Speaking to the drinks business, Gloria Collell, winemaker at Freixenet and Segura Viudas, said: “Prosecco’s popularity will plateau but it is introducing new consumers to the sparkling wine category, which is a good thing.
“The Prosecco boom is helping to open minds and show that you don’t need to wait for a special occasion to open a bottle of sparkling wine – Prosecco and Cava can be Monday night wines,” she added.
Pointing out the differences between Prosecco and Cava, Collell believes Cava offers consumers more complexity and a wider range of styles.
“Prosecco is great, but it’s a simple wine that’s easy to understand. Cava offers a wide range of styles, from simple to incredibly complex. There is definitely room for both within the sparkling wine category,” she told db.
“The popularity of Prosecco highlights that consumers are seeking young, fresh and fruity wines and as Cava producers, we have to listen to them and react,” she added.
Collell admitted that it was a mistake for Cava producers to price their products so low in the UK market in the past, as it has led consumers to believe that it is a “cheap and cheerful” product, making it difficult to put prices up.

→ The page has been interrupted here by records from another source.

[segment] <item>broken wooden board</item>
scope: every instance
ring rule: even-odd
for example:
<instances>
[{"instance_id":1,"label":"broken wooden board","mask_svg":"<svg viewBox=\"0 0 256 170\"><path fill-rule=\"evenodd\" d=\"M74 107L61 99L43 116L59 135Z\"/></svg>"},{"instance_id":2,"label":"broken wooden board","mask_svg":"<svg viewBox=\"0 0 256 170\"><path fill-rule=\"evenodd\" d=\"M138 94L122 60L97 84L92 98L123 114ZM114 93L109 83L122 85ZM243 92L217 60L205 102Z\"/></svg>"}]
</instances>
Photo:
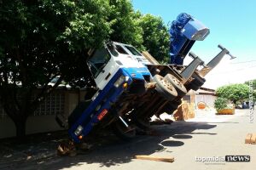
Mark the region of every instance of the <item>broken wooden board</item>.
<instances>
[{"instance_id":1,"label":"broken wooden board","mask_svg":"<svg viewBox=\"0 0 256 170\"><path fill-rule=\"evenodd\" d=\"M245 139L246 144L251 144L252 135L253 135L252 133L247 133L247 137L246 137L246 139Z\"/></svg>"},{"instance_id":2,"label":"broken wooden board","mask_svg":"<svg viewBox=\"0 0 256 170\"><path fill-rule=\"evenodd\" d=\"M135 158L141 159L141 160L155 161L155 162L174 162L174 157L160 157L160 156L135 156Z\"/></svg>"}]
</instances>

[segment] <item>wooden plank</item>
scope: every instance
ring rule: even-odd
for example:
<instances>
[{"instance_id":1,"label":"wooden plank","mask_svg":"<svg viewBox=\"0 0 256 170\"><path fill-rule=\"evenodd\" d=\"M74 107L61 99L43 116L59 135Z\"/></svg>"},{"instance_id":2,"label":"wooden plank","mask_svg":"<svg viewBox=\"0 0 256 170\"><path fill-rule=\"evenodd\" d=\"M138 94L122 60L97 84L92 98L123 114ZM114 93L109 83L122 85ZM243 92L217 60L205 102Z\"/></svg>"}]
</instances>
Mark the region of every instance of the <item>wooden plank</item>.
<instances>
[{"instance_id":1,"label":"wooden plank","mask_svg":"<svg viewBox=\"0 0 256 170\"><path fill-rule=\"evenodd\" d=\"M159 65L159 62L148 51L143 51L142 54L146 57L150 63Z\"/></svg>"},{"instance_id":2,"label":"wooden plank","mask_svg":"<svg viewBox=\"0 0 256 170\"><path fill-rule=\"evenodd\" d=\"M251 144L251 138L252 138L252 133L247 133L246 139L245 139L245 143L246 144Z\"/></svg>"},{"instance_id":3,"label":"wooden plank","mask_svg":"<svg viewBox=\"0 0 256 170\"><path fill-rule=\"evenodd\" d=\"M141 160L149 160L149 161L155 161L155 162L173 162L174 157L159 157L159 156L135 156L136 159Z\"/></svg>"},{"instance_id":4,"label":"wooden plank","mask_svg":"<svg viewBox=\"0 0 256 170\"><path fill-rule=\"evenodd\" d=\"M253 133L251 138L251 144L256 144L256 133Z\"/></svg>"}]
</instances>

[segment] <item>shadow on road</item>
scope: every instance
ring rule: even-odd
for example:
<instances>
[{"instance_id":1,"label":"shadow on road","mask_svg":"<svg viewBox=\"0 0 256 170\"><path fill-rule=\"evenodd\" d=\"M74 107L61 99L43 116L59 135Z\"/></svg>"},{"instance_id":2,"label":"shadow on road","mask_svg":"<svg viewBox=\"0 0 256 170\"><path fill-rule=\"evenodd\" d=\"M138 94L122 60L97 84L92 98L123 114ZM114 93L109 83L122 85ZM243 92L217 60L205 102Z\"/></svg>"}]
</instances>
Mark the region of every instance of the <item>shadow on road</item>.
<instances>
[{"instance_id":1,"label":"shadow on road","mask_svg":"<svg viewBox=\"0 0 256 170\"><path fill-rule=\"evenodd\" d=\"M82 164L96 164L97 167L111 167L128 163L136 155L151 155L161 152L168 148L172 152L173 147L182 147L185 143L180 139L192 139L196 135L215 135L216 133L194 133L195 130L207 130L217 125L207 122L177 122L171 125L153 126L154 135L140 135L129 142L124 142L113 135L97 139L97 145L90 151L79 154L74 157L54 156L43 160L25 162L13 166L19 169L61 169ZM191 134L191 135L189 135ZM105 142L102 141L105 140ZM106 141L108 141L106 143Z\"/></svg>"}]
</instances>

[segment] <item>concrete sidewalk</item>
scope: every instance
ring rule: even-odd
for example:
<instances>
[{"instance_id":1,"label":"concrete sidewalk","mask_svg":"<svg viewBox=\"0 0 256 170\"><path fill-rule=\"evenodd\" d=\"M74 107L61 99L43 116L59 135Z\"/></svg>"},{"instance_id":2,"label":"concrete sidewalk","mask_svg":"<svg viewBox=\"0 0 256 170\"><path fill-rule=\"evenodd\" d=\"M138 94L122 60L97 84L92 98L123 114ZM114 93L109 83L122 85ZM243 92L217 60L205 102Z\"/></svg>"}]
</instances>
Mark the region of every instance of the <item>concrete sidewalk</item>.
<instances>
[{"instance_id":1,"label":"concrete sidewalk","mask_svg":"<svg viewBox=\"0 0 256 170\"><path fill-rule=\"evenodd\" d=\"M102 136L102 139L107 140L108 144L101 144L99 139L96 141L98 146L85 155L75 157L52 155L41 159L24 159L19 164L9 164L11 162L2 164L8 166L2 169L254 169L256 144L244 144L247 133L256 133L256 120L249 123L248 114L248 110L236 110L235 115L227 116L216 116L214 110L197 111L195 118L187 122L153 126L157 132L154 136L137 136L130 142L121 141L114 136ZM57 143L51 142L53 145L48 143L44 145L49 146L49 152L42 150L41 153L55 153ZM24 153L26 154L24 151L15 154L26 157ZM174 156L175 162L136 160L136 155ZM195 160L196 157L216 158L227 155L248 155L251 162L202 162Z\"/></svg>"}]
</instances>

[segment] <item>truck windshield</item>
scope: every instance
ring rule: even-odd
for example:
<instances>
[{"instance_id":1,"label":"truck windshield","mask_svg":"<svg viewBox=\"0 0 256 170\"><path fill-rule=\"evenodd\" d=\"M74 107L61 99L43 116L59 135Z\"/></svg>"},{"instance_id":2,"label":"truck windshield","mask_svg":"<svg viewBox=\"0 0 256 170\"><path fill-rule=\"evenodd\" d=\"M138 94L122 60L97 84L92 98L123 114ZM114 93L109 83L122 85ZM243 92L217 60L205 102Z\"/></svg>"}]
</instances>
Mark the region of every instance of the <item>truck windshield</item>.
<instances>
[{"instance_id":1,"label":"truck windshield","mask_svg":"<svg viewBox=\"0 0 256 170\"><path fill-rule=\"evenodd\" d=\"M127 46L125 45L125 48L133 54L133 55L137 55L137 56L141 56L141 54L133 47L131 46Z\"/></svg>"},{"instance_id":2,"label":"truck windshield","mask_svg":"<svg viewBox=\"0 0 256 170\"><path fill-rule=\"evenodd\" d=\"M96 77L110 60L110 54L106 48L96 50L87 63L94 77Z\"/></svg>"}]
</instances>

“Freixenet recently upped its prices by 10%. It meant we lost sales as a result but it was a step that we needed to take to prove that Cava merits a higher price point than it is currently selling for in the UK,” Collell told db.
She also believes that in observing the Champenois so closely, Cava producers have “taken their eye off the ball” in neglecting to focus on what the Italians are up to.
Flying the flag for high-end Cava, Segura Viudas has released a 100% Pinot Noir rosé onto the market in such tiny amounts it needs to be sold on allocation.
“This is the first wine we’ve had to sell on allocation. We aren’t even selling it in Spain but instead are focusing on our key export markets,” Collell said.
She describes Segura Viudas Reserva Heredad Rosé 2011, which has an RRP of €40, as a “wife” to the original Reserva Heredad Brut.
Just 10,000 bottles of the salmon pink fizz were produced, with the pale pink colour coming only from the skin contact during the transportation of the Pinot Noir grapes, which hail from a single plot in the village of Aiguaviva in Penedès.
“We’re not making Pantone wine to a specific format, the onion skin colour is completely natural,” Collell assured db.
As for conquering the Chinese market, Collell says it is on her radar, but that Freixenet is holding back from entering it in a big way at the moment.
“We’re waiting for the Chinese market to mature before we go in big there. We’re with ASC Wines out there but we could be much bigger. We’re doing a lot of education in China but it’s a touch nut to crack as the focus is largely still on still red wine at the moment,” she said.